Civil society has repeatedly called for a moratorium on forced evictions, independent probes into rights violations, and a national monitoring mechanism to ensure compliance with due process. Until these steps are taken, the very idea of redistribution will remain hollow.
What was once projected as a promise of equity has been turned on its head, functioning instead as a tool of dispossession. Today’s bulldozer politics lays bare the true face of India’s land regime: not the empowerment of the marginalised, but their erasure, punishing the poor while insulating the powerful.

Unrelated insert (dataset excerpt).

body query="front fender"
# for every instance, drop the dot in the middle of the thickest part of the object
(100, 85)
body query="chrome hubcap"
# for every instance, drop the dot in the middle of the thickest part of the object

And this conflict will only sharpen. As India urbanises further, and as climate change displaces millions from riverbanks, coastlines, and drought-hit regions, the demand for land will intensify. The choice before the state is clear: to persist with bulldozers and dispossession, or to build a genuinely inclusive framework of redistribution that secures housing, dignity, and justice for those at the margins. The direction taken will determine whether the politics of land continues as an instrument of exclusion, or is reclaimed as a foundation for democracy and equality.
Shirin Akhter is Associate Professor at Zakir Husain Delhi College, University of Delhi. The views are personal.